In comparison, 56% of patients undergoing joint replacement surgery and 42% of spinal fusion patients were being discharged on at least 60 mg daily of oral opioids. Joint replacement patients were discharged with a median of 145 mg oral MEDD, compared with 90 mg daily for women who had undergone cesarean delivery.
“The amount of opioids that C-section patients are being discharged with is quite remarkable,” Dr. Ray added, “and it shows how exposure to opioids can be a driving factor in patients becoming addicted.”
Next Steps
As Dr. Ray explained, classifying the problem is the first step toward managing it. “The next step is seeing exactly how much of these drugs patients are actually using. And I think that getting feedback from surgeons about optimal dosing strategies is a vital piece of this puzzle as well.” He suggested that opioid-sparing multimodal analgesic regimens might be of particular value for women undergoing cesarean delivery.
A question was asked regarding how providers were using the findings from the study. “We took this information to our obstetrics group first,” Dr. Ray replied. “They have standard order sets that they use, but we would like to implement varying prescription levels so they can vary what they give instead of giving the same amount to every patient.
“We also want to investigate how much drug their patients are using,” he added. “Many of them are actually only using a couple of pills after being discharged. So they don’t need to be given 120 pills; they can be discharged with maybe just five or 10.”

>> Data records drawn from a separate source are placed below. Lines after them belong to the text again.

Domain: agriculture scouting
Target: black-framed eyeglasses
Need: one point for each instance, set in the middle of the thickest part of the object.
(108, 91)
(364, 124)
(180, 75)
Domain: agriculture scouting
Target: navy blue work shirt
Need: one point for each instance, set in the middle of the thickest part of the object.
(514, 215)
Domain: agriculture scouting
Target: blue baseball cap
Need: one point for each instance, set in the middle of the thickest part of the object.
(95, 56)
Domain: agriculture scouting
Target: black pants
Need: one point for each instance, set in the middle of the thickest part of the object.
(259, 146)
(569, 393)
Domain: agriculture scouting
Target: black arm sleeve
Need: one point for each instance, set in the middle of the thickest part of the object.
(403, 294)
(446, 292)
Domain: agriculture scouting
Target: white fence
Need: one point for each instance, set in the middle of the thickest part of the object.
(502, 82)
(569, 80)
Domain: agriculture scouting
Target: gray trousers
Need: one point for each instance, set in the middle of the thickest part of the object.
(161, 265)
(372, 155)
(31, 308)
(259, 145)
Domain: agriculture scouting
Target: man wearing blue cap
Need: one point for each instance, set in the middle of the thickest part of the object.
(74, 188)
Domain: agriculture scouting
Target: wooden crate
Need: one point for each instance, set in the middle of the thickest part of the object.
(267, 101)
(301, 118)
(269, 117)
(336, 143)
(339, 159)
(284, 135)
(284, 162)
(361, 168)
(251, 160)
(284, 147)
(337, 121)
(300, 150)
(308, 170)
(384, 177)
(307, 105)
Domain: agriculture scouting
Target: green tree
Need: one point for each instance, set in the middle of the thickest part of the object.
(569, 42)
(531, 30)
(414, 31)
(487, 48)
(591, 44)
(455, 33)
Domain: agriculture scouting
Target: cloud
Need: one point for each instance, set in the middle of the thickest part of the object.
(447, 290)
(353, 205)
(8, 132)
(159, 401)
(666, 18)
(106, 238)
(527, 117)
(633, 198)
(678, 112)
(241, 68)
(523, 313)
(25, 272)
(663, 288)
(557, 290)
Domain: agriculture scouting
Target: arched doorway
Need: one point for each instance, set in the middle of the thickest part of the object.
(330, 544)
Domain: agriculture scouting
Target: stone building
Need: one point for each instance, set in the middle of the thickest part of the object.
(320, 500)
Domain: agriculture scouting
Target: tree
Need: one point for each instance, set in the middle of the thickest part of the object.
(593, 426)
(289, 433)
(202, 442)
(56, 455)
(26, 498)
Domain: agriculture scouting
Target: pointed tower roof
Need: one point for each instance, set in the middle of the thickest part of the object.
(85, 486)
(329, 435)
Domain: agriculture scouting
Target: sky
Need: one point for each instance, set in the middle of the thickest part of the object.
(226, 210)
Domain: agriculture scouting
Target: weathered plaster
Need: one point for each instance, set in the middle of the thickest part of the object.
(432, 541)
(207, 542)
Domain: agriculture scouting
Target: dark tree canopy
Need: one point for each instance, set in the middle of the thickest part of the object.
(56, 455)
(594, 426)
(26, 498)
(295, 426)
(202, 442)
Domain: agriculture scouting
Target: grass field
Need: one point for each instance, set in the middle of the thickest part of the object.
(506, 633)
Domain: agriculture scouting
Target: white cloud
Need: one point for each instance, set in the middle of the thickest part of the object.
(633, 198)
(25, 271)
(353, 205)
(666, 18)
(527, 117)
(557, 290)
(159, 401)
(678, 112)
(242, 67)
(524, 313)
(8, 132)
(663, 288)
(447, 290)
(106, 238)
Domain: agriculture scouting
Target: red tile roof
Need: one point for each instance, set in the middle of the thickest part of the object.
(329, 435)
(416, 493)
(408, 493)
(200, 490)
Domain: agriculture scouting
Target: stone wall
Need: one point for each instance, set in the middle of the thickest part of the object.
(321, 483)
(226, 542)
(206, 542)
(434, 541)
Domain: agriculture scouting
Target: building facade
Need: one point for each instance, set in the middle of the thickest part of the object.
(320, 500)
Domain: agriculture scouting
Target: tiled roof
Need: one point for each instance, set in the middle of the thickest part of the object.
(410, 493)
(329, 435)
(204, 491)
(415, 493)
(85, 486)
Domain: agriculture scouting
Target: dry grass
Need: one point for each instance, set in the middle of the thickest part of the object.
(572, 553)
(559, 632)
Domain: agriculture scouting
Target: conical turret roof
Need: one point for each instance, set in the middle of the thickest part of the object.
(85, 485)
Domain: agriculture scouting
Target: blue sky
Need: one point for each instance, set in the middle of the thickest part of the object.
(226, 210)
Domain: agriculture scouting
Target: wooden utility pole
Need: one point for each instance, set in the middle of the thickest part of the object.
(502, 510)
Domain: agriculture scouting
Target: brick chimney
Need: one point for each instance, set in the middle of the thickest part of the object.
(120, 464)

The session co-moderator Anupama Wadhwa, MBBS, asked, “What about advising surgeons not to use opioids at all, particularly for C-section, where we can use a multimodal approach?” Dr. Wadhwa is an associate professor of anesthesiology and pain medicine at the University of Louisville School of Medicine, in Kentucky.
“Unfortunately, there can understandingly be some degree of convenience that factors in,” Dr. Ray said. “Surgical teams usually discharge patients home with prescriptions for multiple medication options, including opioids to cover varying levels of pain. Some patients may mistake this as a requirement to take opioids.”
“In my mind,” said the other session co-moderator, Tariq Malik, MD, an assistant professor of anesthesia and critical care at the University of Chicago Pritzker School of Medicine, “things changed when we made pain the fifth vital sign, because it seems that once we became so focused on our customer service, that’s when the diversion started.”
“I would agree with that, especially when patient satisfaction is tied to remuneration,” Dr. Ray replied. “And that’s why we’re trying to do this, because many times what’s actually better for patients may be contradictory to what makes them satisfied. Yes, prescribing all patients opioids so there are few complaints may improve satisfaction scores, but at the expense of overprescribing and opioid addiction.”